I can't believe a superior product like that is up and gone. I wonder if Fotokemika (Efke? - or whoever is going under) was managing their business properly. Something doesn't seem right.
So, I suspect a decline in FB paper and then RC paper, encouraging people to move to a hybrid process where they print using a digital printer.
PE
It isn't and won't be gone. I'm not sure where in the 37 pages Mirko explained, but MCC and MCP are coated in Germany and are just fine. It's the Adox Vario papers that were coated by Fotokemika and will be gone.

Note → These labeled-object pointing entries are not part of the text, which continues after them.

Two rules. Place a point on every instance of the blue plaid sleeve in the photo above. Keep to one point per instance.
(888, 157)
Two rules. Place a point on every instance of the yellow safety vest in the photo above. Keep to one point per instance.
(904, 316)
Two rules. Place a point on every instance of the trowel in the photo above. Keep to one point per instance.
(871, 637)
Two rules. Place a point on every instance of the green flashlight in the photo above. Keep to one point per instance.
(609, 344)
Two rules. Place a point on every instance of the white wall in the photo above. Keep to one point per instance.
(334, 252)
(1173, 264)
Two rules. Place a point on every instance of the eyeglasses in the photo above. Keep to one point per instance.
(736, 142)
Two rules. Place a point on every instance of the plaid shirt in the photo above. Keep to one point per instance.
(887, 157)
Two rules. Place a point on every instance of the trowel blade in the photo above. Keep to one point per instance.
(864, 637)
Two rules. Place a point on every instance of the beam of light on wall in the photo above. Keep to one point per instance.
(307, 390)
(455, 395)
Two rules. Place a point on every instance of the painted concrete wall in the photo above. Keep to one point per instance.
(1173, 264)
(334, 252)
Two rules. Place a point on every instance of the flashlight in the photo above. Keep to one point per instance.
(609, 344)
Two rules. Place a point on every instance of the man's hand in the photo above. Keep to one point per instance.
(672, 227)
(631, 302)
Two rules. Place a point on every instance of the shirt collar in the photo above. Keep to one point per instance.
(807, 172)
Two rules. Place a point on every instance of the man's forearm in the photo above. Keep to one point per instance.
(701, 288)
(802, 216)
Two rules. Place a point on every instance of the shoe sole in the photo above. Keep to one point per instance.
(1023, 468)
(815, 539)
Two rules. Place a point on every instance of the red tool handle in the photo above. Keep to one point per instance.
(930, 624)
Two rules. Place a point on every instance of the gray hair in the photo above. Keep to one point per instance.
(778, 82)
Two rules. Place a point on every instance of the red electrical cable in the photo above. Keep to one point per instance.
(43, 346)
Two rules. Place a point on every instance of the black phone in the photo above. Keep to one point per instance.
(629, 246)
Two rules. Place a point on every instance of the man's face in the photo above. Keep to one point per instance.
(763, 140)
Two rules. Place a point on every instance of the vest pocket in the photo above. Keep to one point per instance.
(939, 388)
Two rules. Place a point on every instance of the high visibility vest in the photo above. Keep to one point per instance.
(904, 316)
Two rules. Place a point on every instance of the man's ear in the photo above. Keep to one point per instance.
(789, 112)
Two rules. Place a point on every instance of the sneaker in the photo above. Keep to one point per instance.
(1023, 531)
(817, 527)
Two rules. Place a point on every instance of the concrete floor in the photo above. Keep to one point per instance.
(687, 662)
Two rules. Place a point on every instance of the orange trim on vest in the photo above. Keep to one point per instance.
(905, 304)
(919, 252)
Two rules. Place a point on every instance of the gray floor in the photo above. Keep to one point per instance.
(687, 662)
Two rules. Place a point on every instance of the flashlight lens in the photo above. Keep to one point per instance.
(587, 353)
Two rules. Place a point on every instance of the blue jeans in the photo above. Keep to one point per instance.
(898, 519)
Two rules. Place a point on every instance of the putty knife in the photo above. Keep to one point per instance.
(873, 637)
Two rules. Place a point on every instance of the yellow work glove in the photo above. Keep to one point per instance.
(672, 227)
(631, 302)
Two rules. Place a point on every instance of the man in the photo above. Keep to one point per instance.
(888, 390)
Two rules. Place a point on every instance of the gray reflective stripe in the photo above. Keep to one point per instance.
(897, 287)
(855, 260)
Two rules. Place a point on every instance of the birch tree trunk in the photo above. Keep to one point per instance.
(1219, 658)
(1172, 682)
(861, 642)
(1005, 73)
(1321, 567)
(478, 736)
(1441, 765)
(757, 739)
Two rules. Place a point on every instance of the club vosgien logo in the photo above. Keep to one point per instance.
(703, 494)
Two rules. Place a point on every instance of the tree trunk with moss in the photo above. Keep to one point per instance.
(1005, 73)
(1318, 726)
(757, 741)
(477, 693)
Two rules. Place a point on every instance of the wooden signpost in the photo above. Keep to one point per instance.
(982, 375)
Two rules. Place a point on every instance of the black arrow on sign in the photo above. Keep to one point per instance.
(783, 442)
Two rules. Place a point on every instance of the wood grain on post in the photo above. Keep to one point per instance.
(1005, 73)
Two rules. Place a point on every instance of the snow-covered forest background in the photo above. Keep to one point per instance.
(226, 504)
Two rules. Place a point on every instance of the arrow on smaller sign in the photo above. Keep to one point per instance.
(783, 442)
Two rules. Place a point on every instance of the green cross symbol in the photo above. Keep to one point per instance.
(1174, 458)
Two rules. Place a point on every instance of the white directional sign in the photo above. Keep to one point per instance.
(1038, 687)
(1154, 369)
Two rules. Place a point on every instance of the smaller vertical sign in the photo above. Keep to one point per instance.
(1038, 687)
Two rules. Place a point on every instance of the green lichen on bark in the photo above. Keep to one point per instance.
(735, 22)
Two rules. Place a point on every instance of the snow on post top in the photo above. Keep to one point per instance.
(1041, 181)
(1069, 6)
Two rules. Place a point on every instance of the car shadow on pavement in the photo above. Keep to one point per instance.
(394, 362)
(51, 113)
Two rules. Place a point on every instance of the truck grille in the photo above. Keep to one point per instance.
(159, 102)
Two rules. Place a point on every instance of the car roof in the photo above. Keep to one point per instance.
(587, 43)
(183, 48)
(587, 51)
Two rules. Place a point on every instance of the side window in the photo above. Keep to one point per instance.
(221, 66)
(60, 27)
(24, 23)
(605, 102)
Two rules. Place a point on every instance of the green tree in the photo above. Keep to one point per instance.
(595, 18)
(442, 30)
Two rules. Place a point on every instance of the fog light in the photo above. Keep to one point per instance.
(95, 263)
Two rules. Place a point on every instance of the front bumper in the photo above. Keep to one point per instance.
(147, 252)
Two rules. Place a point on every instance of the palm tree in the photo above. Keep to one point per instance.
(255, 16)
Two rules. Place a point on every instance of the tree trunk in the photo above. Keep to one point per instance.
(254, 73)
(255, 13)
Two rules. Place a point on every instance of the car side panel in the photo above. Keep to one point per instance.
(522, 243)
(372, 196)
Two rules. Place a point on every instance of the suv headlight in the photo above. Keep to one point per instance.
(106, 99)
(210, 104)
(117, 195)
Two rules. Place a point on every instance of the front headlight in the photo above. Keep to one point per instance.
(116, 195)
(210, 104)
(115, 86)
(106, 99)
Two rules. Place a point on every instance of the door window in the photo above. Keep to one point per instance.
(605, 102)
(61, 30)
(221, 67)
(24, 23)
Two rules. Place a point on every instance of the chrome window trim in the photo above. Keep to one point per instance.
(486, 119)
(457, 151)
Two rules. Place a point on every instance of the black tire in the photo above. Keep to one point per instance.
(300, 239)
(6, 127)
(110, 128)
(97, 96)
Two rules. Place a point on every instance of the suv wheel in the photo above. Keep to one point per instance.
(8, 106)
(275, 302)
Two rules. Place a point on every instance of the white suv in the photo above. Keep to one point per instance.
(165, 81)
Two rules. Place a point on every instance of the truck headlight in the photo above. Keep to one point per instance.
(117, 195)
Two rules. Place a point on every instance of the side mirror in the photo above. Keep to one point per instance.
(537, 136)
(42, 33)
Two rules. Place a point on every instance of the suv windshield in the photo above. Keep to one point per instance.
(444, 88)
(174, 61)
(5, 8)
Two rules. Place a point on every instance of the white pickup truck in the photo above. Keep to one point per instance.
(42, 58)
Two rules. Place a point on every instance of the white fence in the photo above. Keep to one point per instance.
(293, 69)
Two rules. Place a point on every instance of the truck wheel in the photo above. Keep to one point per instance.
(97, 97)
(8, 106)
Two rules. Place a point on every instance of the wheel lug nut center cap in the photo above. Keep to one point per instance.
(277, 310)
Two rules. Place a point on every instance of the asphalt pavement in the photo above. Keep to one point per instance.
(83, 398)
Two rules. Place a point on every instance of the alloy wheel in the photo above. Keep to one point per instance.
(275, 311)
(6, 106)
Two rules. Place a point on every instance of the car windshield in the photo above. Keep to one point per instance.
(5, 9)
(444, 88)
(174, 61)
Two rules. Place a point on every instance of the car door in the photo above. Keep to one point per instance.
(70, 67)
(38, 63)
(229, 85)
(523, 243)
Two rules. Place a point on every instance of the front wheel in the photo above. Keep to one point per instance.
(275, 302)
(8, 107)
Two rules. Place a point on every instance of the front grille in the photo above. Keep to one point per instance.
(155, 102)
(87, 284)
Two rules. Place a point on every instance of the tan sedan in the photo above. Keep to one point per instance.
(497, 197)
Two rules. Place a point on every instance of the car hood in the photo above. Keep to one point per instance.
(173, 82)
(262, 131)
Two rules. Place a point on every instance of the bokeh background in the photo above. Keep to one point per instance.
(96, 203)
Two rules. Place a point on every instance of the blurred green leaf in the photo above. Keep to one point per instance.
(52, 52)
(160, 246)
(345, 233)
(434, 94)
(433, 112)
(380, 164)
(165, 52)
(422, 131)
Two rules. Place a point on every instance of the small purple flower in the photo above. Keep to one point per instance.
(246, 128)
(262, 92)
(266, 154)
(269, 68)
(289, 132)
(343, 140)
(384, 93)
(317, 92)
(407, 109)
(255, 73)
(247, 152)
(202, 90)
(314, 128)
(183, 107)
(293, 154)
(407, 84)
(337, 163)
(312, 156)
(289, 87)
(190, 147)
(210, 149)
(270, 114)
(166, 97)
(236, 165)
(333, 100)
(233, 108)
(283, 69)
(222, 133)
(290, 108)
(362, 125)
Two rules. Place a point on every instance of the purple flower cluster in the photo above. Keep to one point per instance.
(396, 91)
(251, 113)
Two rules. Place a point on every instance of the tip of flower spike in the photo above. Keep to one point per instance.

Sorry, my mistake it's Jim Browning who goes by the name Dyetransfer here on APUG
(there was a url link here which no longer exists)
Ian
The problem is that even if they fix the machine, the declining market and end-of-lease is too much for them to cope with it. Somewhere back in the thread, it was posted that even if the fix was completely free, they would still be shutting everything down.
A point you miss is that the EFKE 25 uses an old emulsion formula which gives results similar to ISO 100 films of today from Kodak, Ilford and Fuji. It is just a matter of testing the film / developer combination to find the best one for your application. Quit moaning and start testing. And, don't forget that most of these modern ISO 100 film can be overexposed at 50 and 25 with very good results.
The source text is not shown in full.